Watch dogs: How the clocks changing for daylight saving time, can affect your dog

Here in the UK as in many other countries, we use daylight saving time to enable us to make the best possible use of the hours of daylight, which change throughout the year along with the seasons.

This means that each spring and autumn, the clocks go forwards or back an hour, and most of us take some time to adjust to this and begin to readjust our natural body clocks to accommodate for the change. Not everyone is a fan of daylight saving time, and there has been some debate in recent years as to whether or not it is still beneficial to keep to it – but it is fair to say that nothing is likely to change in the near future!

Given that we as humans often find the transition from GMT to BST and back each year makes us feel slightly out of kilter for a few days each time, it is only natural to wonder if changing the clocks has an effect on our dogs too – and the answer to this is largely yes, for a variety of reasons.

In this article, we will examine how the clocks changing back and fore between BST and GMT each year can affect your dog, and why. Read on to learn more.

Changing routines

When the clocks change over from GMT to BST and vice versa, that little change of only an hour can have quite an impact on our own routines.
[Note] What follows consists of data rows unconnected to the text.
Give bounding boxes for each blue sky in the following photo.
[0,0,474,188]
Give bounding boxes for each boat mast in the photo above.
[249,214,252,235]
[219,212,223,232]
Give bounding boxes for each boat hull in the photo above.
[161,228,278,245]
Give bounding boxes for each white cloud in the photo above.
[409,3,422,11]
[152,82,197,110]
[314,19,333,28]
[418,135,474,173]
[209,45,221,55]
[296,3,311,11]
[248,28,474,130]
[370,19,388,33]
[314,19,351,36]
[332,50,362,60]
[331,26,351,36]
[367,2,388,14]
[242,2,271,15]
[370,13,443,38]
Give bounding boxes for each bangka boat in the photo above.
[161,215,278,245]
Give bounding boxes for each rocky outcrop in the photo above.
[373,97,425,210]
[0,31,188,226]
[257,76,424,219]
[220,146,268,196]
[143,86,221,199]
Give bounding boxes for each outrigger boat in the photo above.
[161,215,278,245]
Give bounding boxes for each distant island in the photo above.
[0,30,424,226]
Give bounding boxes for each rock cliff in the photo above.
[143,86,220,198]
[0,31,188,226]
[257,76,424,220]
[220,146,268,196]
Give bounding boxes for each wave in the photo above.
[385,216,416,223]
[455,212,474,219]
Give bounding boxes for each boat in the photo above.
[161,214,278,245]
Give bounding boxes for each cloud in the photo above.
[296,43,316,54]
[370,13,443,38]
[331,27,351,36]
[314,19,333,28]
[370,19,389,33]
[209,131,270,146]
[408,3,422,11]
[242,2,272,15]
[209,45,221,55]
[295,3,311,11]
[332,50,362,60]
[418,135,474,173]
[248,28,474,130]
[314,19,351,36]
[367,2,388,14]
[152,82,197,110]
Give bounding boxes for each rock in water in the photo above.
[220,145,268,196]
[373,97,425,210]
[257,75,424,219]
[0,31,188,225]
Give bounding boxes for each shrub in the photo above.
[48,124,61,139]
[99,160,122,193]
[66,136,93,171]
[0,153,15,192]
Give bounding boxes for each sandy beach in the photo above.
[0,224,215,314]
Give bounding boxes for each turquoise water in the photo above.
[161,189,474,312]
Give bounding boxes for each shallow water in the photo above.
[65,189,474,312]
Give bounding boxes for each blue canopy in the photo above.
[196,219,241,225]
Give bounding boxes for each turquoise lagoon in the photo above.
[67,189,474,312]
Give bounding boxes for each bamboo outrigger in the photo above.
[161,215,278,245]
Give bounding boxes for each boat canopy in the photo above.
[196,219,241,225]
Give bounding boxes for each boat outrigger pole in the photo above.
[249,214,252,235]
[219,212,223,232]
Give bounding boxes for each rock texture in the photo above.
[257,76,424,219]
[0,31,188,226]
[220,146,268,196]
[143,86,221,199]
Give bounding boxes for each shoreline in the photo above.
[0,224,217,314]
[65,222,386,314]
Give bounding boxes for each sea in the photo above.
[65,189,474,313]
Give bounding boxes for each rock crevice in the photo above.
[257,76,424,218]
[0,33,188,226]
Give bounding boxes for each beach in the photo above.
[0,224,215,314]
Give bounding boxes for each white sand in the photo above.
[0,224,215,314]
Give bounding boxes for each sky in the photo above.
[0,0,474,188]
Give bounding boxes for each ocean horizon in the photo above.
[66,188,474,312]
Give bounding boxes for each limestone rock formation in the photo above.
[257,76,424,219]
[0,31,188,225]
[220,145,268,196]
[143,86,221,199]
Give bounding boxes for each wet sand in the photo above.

We’ll be getting up and going to bed an hour earlier or later than normal, going out to work and coming back at a different time, adjusting our meal times, and generally doing everything that we normally do at the same sort of time each day or in a fairly regular pattern an hour out of sync.

It can take some time to adjust to this, even though we know why it has happened and can anticipate the change – many of us think in terms of “new time” and “old time” for a couple of weeks after a change, as we get used to the new balance.

However, our dogs don’t know that a change is coming, or how or why it is – but they do very much know about and notice anything that changes their usual routine!

Assuming that your dog gets up at around the same time each day and expects their walks and meals at certain times, adjusting to a whole hour’s difference in the jump from one day to the next when the clocks change can have quite an impact on your dog.

If the clocks have gone back, your dog will probably be up and moving around on “old time” for a while – and there are some ways in which you will have to accommodate for this, such as by bearing in mind that if your dog toilets on a set schedule, this won’t automatically move an hour to reflect the change!

As the change in when your dog gets up, gets fed and walked becomes the new routine, they will settle into it fairly quickly, but expect a little confusion for the first week or so.

Circadian rhythms

Dogs don’t keep time by the clock like we do – their routine, physical needs and natural circadian rhythms all serve to tell your dog what time of day it is by means of what they need or what normally happens at those times.

Changing what you do and when you do it, such as your sleeping patterns (and those of your dog) can lead to a little disorientation for your dog – the cycles of day and night and how light it is when it is time to sleep and be awake will change by an hour, which again, can cause low-level disorientation and confusion for a while, much as is the case in people suffering from jet lag.

Forwards or back?

Interestingly, the transition when the clocks go forwards can be more challenging for dogs than when the clocks go back – as many people find to be the case too. When the clocks go back, we have an extra hour to catch up, rather than an hour lost, which makes the transition in spring more likely to confuse your dog than the transition in autumn.

Medications and special considerations

One particular thing to bear in mind when the clocks change is how to accommodate for this if your dog needs to take medications at a set time each day, or otherwise needs to follow a very rigid schedule in order to support their health.

For instance, if you have an insulin-dependent diabetic dog, keeping them in good health and controlling their condition relies on a firm routine of feeding times and insulin administration, and a sudden change of an hour can throw your dog’s body out of whack.

In order to counteract this, plan for the change and begin to adjust your dog’s timings by a few minutes each day, so that when the clocks do change, the transition will be much more subtle and easy to manage, for both you and your dog.